I’ve stopped looking for “The One”—the one person I’m meant to spend the rest of my life with.
That’s what we’re supposed to be looking for, right? When we’re 31, and single again, and have spent the years watching our friends and younger sisters have beautiful bohemian style weddings in lace dresses on the beach and give birth to chubby-cheeked babes, some of them now about to enter middle school?
Or when we’re 31, and divorced, but not single, because once you’ve been married every checkbox list on every identifying piece of paper will include the option divorced, as if you can never revert back, and you’re labeled, tainted with the sting of a negative name tag forever on your identity?
We’re the ones who just can’t get it right…right?
This concept of “The One” has a fundamental flaw though. We are always growing and changing as people. Even if on the surface it looks like we are the same person, something is always flowing and changing. Sometimes at a faster pace than others.
If I myself am not merely one person, since I have been at the very least many different shades of one person, then how can I expect a partner to remain one person forever?
How do we expect to find someone who will be what we want in a relationship now and who will continue to be what we will want in the future?

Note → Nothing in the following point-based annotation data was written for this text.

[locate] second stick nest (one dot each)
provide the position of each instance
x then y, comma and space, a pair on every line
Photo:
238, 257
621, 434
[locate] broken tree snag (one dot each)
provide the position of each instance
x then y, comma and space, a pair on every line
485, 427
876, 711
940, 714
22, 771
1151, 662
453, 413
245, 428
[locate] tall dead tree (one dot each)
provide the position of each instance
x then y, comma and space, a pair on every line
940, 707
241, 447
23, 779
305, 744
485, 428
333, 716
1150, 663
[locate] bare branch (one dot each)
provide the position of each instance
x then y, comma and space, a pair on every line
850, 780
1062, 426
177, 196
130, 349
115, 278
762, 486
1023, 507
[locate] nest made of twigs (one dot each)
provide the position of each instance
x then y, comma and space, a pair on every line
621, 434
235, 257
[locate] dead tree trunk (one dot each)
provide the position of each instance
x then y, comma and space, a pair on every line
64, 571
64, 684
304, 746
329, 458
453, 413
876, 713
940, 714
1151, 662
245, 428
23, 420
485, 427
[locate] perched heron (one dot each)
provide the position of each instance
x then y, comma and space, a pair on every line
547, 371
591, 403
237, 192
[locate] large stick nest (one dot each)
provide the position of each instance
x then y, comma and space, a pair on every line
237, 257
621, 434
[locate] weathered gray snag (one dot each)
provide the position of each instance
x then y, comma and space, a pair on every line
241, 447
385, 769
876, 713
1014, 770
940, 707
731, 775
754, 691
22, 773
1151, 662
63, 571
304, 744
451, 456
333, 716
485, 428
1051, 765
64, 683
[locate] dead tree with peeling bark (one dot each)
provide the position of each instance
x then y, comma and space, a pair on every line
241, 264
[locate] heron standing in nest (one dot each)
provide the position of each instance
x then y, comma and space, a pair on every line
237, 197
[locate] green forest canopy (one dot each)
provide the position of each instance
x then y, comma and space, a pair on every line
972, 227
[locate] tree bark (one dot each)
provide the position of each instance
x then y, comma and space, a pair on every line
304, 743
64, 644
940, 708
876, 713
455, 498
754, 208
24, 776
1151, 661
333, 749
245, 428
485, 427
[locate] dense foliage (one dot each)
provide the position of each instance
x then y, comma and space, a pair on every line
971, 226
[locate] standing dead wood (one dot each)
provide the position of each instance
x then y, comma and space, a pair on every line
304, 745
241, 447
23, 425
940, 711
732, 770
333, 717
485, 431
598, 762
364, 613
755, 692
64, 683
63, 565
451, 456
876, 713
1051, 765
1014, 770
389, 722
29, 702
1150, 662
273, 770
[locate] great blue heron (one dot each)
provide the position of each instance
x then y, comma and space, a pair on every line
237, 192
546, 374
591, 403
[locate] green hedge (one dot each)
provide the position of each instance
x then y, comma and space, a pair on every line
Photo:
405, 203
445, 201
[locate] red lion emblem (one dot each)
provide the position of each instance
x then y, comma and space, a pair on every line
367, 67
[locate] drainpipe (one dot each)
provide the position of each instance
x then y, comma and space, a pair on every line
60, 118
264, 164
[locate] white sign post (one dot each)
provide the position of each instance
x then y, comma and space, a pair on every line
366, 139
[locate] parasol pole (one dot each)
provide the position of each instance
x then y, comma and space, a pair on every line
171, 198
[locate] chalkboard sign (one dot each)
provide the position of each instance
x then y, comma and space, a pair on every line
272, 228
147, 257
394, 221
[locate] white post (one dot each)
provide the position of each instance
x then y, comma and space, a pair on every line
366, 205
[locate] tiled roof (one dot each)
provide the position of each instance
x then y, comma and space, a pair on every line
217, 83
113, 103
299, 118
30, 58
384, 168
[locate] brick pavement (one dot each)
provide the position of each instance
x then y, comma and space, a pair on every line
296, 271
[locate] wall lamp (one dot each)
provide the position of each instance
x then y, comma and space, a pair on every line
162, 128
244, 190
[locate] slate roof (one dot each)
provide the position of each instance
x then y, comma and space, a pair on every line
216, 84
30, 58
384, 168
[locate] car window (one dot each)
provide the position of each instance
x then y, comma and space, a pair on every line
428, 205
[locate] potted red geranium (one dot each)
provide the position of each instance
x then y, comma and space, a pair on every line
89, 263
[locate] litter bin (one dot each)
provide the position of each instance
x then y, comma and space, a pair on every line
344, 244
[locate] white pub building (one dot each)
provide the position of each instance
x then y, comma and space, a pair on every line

When our needs change and our desires ebb and flow, in a way that is entirely unpredictable, and our partner’s needs change and their desires ebb and flow, how do we forever maintain that mutual satisfaction and connection?
Some of us have never been able to maintain it for long, which is why we leave a track record of relationships in our wake.
I used to believe this meant there was something wrong with me. Either I was fundamentally flawed or I attracted the wrong men. But when I look back, no matter how difficult or even unhealthy any of my relationships were, I would not be where I am today without each and every one of them. Each relationship teaches us valuable lessons.
The lessons of why we were attracted to them in the first place, of what they mirrored within us, of what projections we placed on them instead of taking accountability for within ourselves, of what we wanted our boundaries to be, and of what we even desired in our partners in the first place.
I know there are relationships out there that have lasted 50-plus years, happily. They may have been difficult, or not, but either way the mutual love remained. They grew together instead of apart—and that is wonderful. I don’t cast judgment on these beautiful couples.
But, I do want to challenge the cultural mindset that they “got it right.” That somehow their long-lasting relationship is superior to my shorter ones, no matter how passionate, how deeply intimate and heart-opening, how influential and profound they were in my life. That short relationships are mistakes of some sort, or failures.